Turns out my somewhat smug optimism was not so much misplaced as laughable. The oppression of women is a humanitarian crisis, one that has claimed more lives than any other preventable phenomenon in the last couple of centuries.
According to
this article by economist
Amartya Sen[1], the systematic neglect of women's health, the deprioritization of their medical and other survival needs, the discrimination in allocating resources and attention to their wellbeing, as well as violence, infanticide and selective abortion (but to a lesser extent than the former three) have meant that one hundred million women have either died prematurely or not been born at all.
That was in 1990. What is the death toll now?
There is a pretty strong correlation between economic standing and female survival, where economic standing is defined as either a) an independent income from work outside the home, b) recognition of economic contribution for work inside the home (e.g. in agriculture), or c) individual rights to property ownership.
Of course correlation is not causation; but when we consider that economic status almost inevitably goes hand in hand with freedom of movement, allocation of resources, and financial ability to procure proper care and nutrition, it's not a far fetched hypothesis to say that personal economic standing is a survival issue for women in developing countries (and some nominally developed ones like China).
Of the three contributing factors to personal economic standing, the latter two are difficult to change, and the avenues of change are not clear. Inheritance traditions are extremely deeply ingrained and intimately tied up with national, tribal and cultural identities. Legislation could support independence for women who are lucky enough to have inherited property by some secondary means, and disallow - at least in principle - the seizure of that property by male family members/spouses etc., and on paper such laws could even be enforced; but effective monitoring of the attitudes towards the woman's "right" to that property, and her ability access it and profit from it, would be extremely difficult if not impossible.
As for widening recognition for work performed in the home, women right here in the West (where they do not suffer disproportionate mortality) are neither compensated nor valued for the labour they put in to lubricating the "real" economy of starched shirts and neatly packed lunch boxes.

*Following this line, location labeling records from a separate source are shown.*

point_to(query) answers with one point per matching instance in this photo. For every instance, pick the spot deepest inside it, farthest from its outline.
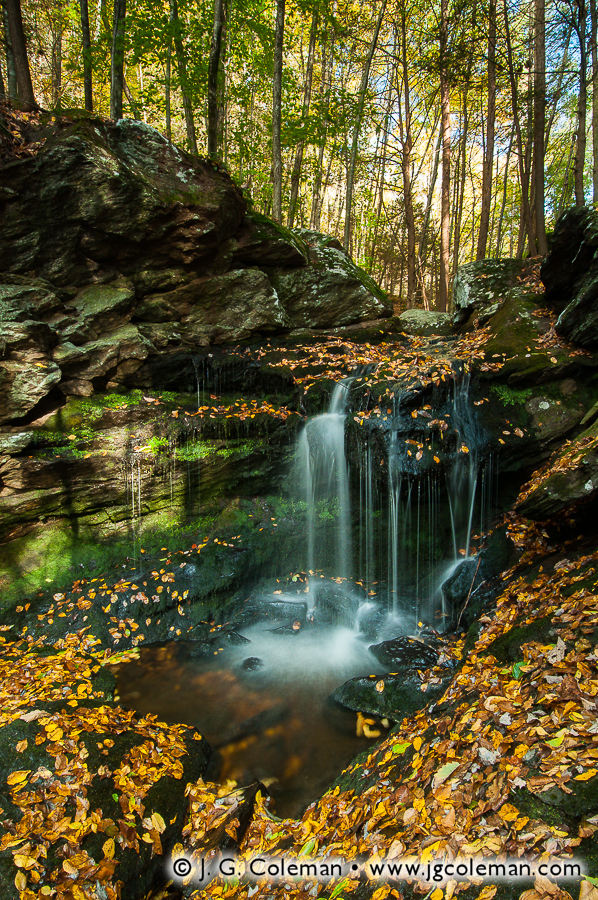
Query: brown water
(273, 724)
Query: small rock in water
(404, 651)
(252, 663)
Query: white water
(325, 479)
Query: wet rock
(404, 652)
(426, 322)
(571, 480)
(331, 291)
(24, 384)
(252, 306)
(388, 696)
(97, 309)
(462, 582)
(334, 605)
(263, 610)
(23, 298)
(252, 663)
(570, 274)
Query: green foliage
(511, 396)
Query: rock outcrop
(116, 248)
(570, 274)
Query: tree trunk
(326, 89)
(223, 88)
(405, 132)
(298, 162)
(582, 100)
(117, 73)
(445, 214)
(175, 24)
(167, 89)
(16, 40)
(594, 46)
(11, 75)
(57, 59)
(489, 150)
(504, 193)
(459, 200)
(86, 40)
(422, 253)
(277, 114)
(523, 171)
(355, 143)
(213, 69)
(539, 123)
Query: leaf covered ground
(505, 763)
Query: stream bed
(263, 706)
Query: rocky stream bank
(163, 347)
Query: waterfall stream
(384, 526)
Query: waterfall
(463, 477)
(325, 480)
(415, 516)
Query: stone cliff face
(116, 247)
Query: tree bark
(539, 122)
(175, 23)
(298, 161)
(117, 73)
(580, 25)
(355, 143)
(11, 75)
(326, 89)
(421, 253)
(167, 89)
(86, 40)
(406, 135)
(57, 60)
(16, 38)
(277, 113)
(445, 214)
(594, 46)
(488, 166)
(213, 70)
(523, 171)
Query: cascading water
(463, 477)
(415, 524)
(325, 478)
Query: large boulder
(482, 286)
(261, 242)
(570, 274)
(331, 291)
(571, 478)
(105, 198)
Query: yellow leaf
(18, 777)
(508, 813)
(158, 822)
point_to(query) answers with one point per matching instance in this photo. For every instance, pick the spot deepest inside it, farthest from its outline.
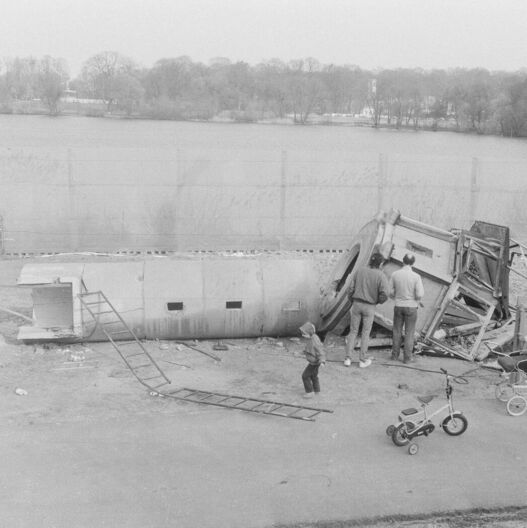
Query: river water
(94, 183)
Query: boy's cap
(308, 328)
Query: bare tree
(51, 82)
(106, 73)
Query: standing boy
(368, 288)
(315, 356)
(406, 287)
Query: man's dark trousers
(403, 317)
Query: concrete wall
(109, 198)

Quite apart from the difficulty of exporting our values to other cultures, this is a value that we don't even have.
Taking a quick survey of different cultures (say, pre-Industrial England and 20th Century Brazil), it seems as if work for cash outside the home becomes a possibility, non-cash earning labour inside the family sphere is severely devalued, and eventually stops being counted as "work" at all. This principle operates on men as well as women, and goes some way towards explaining the movement towards slum-bound urbanization and such phenomena as Chinese cockle pickers and Indian construction workers in Dubai.
So what we're left with is paid work outside the home for women. Far from being the self indulgent luxury of middle class mothers "leaving their children to be raised by strangers" in pursuit of a selfish desire for empowerment and self actualisation, it turns out that paid work is, literally, a life saver.
[1]
Hat tip - it's in the comments section.